La part des exportations de l’industrie automobile dans les exportations totales du Maroc est ainsi passée de 12,3% en 2007 à 18,4% en 2012. De plus, la balance commerciale du secteur est excédentaire depuis 2009, avec un excédent de 3,6 milliards en 2011 et 2,5 milliards en 2012.
La valeur ajoutée de l’industrie automobile à partir des réexportations en suite d’admissions temporaires pour perfectionnement actif (ATPA) a atteint 10,5 milliards en 2011 et 9,8 milliards en 2012, soit un taux de valeur ajoutée de 47,1% en 2011 et 39,5% en 2012. Ces réexportations représentent la quasi-totalité des exportations de l’industrie automobile (99% en 2012).
Les exportations du secteur sont très concentrées sur un petit nombre d’exportateurs. Ainsi, en 2012, si le secteur compte 107 sociétés exportatrices, les 10 plus grandes représentent 75,5% des exportations.

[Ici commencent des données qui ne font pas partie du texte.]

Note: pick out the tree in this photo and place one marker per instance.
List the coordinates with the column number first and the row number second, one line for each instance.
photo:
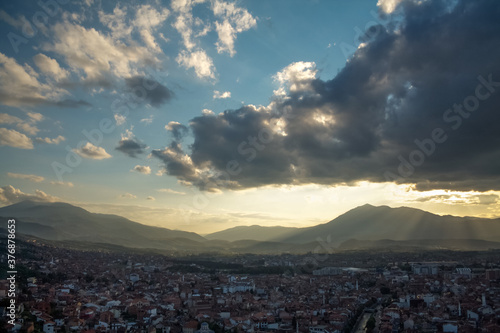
column 370, row 324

Le Maroc a su se faire une place
La part de marché mondial du Maroc représente 0,23% en 2012, dépassant ainsi celle de la Tunisie (0,15%) et de l’Egypte (0,08%). Le Maroc est ainsi le leader africain des exportations de produits automobiles. A titre de comparaison, la République tchèque, la Pologne et la Turquie représentent respectivement 2,3%, 1,7% et 1,4% du marché mondial. De plus, si les principaux concurrents africains et européens du Maroc ont vu leur part de marché diminuer en 2012, celle du Maroc a continué à progresser.

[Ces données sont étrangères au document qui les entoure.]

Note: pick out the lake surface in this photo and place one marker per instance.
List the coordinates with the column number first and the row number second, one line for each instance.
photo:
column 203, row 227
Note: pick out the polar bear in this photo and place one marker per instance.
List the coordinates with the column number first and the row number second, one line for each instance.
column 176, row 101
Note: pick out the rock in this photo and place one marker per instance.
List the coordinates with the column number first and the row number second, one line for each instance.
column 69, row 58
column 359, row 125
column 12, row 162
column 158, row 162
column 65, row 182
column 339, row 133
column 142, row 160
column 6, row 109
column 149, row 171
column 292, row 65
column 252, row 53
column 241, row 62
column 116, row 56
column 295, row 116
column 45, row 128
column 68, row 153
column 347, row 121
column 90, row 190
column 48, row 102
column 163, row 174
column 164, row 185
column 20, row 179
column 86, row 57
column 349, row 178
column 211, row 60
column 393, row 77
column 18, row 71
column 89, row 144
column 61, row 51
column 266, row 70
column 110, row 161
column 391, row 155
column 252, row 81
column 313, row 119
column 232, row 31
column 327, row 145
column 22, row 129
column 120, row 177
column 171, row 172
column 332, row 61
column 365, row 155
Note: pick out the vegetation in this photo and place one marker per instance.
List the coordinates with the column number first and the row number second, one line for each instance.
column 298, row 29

Les échanges commerciaux du Maroc dans le secteur automobile sont concentrés sur l’Union européenne, qui représente 93% des échanges avec un excédent net de 2,7 milliards de dirhams, et principalement sur la France et l’Espagne (67% des échanges et un excédent net de 4,3 milliards). Hors UE, c’est l’Egypte qui est le premier importateur de biens de l’industrie automobile marocain avec 764 millions de dirhams d’importations en 2012.
Ce bilan de l’Office des Changes vient conforter le Plan Emergence et l’orientation de la politique industrielle nationale vers les nouveaux métiers mondiaux du Maroc, la diversification de l’économie et son positionnement sur des créneaux de production plus intensifs en valeur ajoutée étant nécessaires pour résorber le déficit structurel de la balance commerciale.